Au lendemain de la rebuffade du premier ministre Stephen Harper à l'égard d'Hamid Karzaï, critiqué pour une série de déclarations controversées, le ministre des Affaires étrangères, Lawrence Cannon, a pris lui aussi ses distances avec le président afghan.

Alors qu'Ottawa a toujours appuyé le gouvernement Karzaï, le ministre Cannon a soutenu hier que l'engagement du Canada était plutôt «envers le peuple afghan», se gardant bien de réitérer son appui à l'administration du président.

 

Interrogé pour savoir s'il avait toujours confiance en Hamid Karzaï pour diriger l'Afghanistan, le ministre des Affaires étrangères s'est contenté de répondre qu'il était «le président dûment élu» de ce pays.

«C'est lui qui est le chef du gouvernement. Il doit répondre à ses concitoyens, a dit M. Cannon. J'ai trouvé que ses propos sont inacceptables, dans les circonstances. Néanmoins, ça ne nous empêche pas de continuer à faire le travail que nous nous sommes engagés à faire.» «Et nous allons continuer à le faire jusqu'à ce que nos troupes se retirent en 2011», a-t-il ajouté, réagissant pour la première fois, hier, aux déclarations-chocs du président Karzaï, qui a notamment critiqué l'«ingérence» des pays occidentaux dans les affaires internes de l'Afghanistan. Il serait allé jusqu'à affirmer qu'il pourrait être tenté de se rallier aux talibans, selon des décideurs qui ont assisté à une rencontre, samedi dernier. Les propos ont depuis été niés par un porte-parole, qui a réitéré l'engagement du gouvernement Karzaï dans la lutte contre les talibans.

Le ministre Cannon a tout de même jugé opportun de demander à l'ambassadeur du Canada en Afghanistan, William Crosbie, qu'il exige des éclaircissements quant au sens à donner aux propos du chef d'État.

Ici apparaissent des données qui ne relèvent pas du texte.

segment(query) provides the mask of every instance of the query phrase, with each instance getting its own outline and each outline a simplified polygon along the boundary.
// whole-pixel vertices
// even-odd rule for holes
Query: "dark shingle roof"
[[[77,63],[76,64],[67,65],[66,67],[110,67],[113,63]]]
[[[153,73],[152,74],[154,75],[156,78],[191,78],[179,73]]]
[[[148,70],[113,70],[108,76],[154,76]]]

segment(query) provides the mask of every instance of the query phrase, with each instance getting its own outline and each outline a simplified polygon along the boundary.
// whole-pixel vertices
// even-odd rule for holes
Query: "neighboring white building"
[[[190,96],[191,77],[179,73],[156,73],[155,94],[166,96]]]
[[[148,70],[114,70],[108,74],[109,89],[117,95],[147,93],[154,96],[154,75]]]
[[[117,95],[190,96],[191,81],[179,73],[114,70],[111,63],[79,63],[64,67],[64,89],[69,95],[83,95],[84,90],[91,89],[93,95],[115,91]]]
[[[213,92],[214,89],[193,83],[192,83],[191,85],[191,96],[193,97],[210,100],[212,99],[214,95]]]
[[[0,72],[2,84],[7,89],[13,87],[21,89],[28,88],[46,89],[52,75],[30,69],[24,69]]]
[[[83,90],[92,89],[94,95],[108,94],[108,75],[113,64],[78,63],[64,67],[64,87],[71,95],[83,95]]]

De passage dans la capitale afghane, Kaboul, pour annoncer l'envoi de 90 soldats canadiens supplémentaires, affectés surtout à la formation des forces de sécurité, le ministre de la Défense nationale, Peter MacKay, a lui aussi critiqué les récentes déclarations du président Karzaï, les qualifiant de «remarques irréfléchies». Avec ce nouvel ajout de troupes, le Canada comptera bientôt près de 3000 soldats en Afghanistan, pour une mission militaire qui doit prendre fin en 2011.

En novembre dernier, le ministre Cannon avait assisté, à Kaboul, à la cérémonie d'investiture du président afghan, reporté à la tête du pays après un scrutin entaché d'irrégularités, à l'été 2009. Le ministre avait alors assuré le gouvernement afghan de l'appui du Canada. Lors de son premier mandat, en septembre 2006, M. Karzaï avait été reçu avec les plus grands honneurs au parlement, à Ottawa.